Technically he hadn’t agreed. Ingrid had more or less laid down the law, and Simon hadn’t objected, but now didn’t seem the time for that kind of nuance.

“I couldn’t... I couldn’t just let her go.”

“And what, you think I could?”

Simon said nothing.

“You think you hurt more than I do?”

“No, of course not.”

“Bullshit. You think I was being cold.”

He almost said, “No, of course not” again, but didn’t part of him think that?

“What was your plan, Simon? Rehab again?”

“Why not?”

Ingrid closed her eyes. “How many times did we try...?”

“One time too few. That’s all. One time too few.”

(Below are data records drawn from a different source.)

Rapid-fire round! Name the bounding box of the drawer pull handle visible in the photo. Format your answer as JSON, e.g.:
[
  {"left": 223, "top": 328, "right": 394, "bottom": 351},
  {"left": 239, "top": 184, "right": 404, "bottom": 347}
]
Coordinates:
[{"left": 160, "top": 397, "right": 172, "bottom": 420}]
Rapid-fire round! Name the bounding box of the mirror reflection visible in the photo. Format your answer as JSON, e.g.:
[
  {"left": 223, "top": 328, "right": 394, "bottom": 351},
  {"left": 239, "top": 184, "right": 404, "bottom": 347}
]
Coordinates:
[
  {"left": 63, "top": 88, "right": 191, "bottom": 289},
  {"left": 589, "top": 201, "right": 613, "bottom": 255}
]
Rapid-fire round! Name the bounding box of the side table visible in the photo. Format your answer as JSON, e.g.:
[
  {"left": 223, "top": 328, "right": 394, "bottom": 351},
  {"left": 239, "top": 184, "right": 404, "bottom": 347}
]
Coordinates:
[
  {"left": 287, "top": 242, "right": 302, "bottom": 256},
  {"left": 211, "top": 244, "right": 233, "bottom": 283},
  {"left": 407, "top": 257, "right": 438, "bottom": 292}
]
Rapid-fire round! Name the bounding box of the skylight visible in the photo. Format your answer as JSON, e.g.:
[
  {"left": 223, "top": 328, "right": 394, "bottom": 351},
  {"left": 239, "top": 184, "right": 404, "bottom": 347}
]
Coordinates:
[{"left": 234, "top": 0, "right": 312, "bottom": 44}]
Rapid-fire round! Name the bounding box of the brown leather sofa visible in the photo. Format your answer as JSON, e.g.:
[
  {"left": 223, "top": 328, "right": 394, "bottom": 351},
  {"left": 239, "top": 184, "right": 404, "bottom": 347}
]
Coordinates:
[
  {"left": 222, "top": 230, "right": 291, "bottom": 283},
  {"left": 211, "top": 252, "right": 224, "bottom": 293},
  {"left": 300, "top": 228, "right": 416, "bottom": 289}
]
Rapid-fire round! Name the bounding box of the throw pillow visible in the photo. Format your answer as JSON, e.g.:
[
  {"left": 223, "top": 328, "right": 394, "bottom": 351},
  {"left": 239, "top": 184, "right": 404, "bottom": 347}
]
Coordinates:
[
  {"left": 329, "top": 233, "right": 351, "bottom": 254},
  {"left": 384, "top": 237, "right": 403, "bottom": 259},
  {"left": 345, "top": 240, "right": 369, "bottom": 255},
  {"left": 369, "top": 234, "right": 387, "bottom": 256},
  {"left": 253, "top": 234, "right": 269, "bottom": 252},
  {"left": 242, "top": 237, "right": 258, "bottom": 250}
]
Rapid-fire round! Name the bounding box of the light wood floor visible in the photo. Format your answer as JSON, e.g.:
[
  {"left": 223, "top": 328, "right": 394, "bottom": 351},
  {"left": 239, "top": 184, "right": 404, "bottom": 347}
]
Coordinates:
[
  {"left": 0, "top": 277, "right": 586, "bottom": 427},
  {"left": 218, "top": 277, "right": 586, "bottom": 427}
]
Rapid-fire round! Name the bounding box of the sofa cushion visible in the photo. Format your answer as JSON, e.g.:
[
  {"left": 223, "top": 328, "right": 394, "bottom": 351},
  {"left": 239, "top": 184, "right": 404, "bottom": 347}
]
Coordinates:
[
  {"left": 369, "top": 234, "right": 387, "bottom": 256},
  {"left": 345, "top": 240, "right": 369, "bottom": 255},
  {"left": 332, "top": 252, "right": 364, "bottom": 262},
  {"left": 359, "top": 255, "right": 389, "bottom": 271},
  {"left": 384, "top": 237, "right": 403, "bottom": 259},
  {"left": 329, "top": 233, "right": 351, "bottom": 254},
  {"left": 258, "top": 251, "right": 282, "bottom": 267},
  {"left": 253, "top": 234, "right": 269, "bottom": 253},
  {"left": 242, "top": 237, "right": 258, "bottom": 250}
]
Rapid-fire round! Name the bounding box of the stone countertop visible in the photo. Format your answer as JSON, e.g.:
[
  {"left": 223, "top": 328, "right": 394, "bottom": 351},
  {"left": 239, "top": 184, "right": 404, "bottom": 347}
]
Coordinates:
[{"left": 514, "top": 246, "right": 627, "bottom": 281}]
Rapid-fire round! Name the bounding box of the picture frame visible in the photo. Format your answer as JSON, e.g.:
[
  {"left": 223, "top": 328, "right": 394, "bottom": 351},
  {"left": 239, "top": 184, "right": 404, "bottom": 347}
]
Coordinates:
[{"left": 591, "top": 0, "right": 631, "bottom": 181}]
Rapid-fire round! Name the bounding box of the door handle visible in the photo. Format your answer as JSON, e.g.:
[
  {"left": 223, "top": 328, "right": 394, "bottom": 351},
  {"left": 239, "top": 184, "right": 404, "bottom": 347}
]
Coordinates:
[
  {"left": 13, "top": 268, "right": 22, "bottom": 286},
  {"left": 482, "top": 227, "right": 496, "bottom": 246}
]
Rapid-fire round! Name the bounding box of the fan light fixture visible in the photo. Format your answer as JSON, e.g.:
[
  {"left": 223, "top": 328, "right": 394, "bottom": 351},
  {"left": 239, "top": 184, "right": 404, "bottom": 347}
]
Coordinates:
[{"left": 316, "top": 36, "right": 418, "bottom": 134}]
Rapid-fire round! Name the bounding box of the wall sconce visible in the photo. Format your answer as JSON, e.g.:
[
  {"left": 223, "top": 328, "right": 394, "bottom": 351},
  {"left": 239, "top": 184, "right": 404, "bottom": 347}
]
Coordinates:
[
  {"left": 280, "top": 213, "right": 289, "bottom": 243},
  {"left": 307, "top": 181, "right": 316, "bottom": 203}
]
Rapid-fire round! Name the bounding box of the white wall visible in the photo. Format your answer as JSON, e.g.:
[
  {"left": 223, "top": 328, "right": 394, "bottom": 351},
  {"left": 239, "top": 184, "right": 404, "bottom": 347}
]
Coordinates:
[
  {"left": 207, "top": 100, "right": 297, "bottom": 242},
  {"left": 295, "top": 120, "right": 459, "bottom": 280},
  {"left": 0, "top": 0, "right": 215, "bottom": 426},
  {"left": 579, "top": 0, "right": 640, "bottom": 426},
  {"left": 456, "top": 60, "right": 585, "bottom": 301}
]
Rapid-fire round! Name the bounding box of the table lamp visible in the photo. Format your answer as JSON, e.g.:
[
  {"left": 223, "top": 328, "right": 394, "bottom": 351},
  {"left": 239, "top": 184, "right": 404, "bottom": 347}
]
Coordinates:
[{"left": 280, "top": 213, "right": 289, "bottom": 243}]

“You’re not helping. Paige has to come to it on her own. Don’t you see that? I didn’t ‘let her go’” — Ingrid spat out the words — “because I don’t love her anymore. I let her go because she’s gone — and we can’t bring her back. Do you hear me? We can’t. Only she can.”

Simon collapsed on the couch. Ingrid sat next to him. After some time passed, she rested her head on his shoulder.

“I tried,” Simon said.

“I know.”

“And I messed up.”

Ingrid pulled him close. “It’ll be okay.”

He nodded, even as he knew it wouldn’t be, not ever.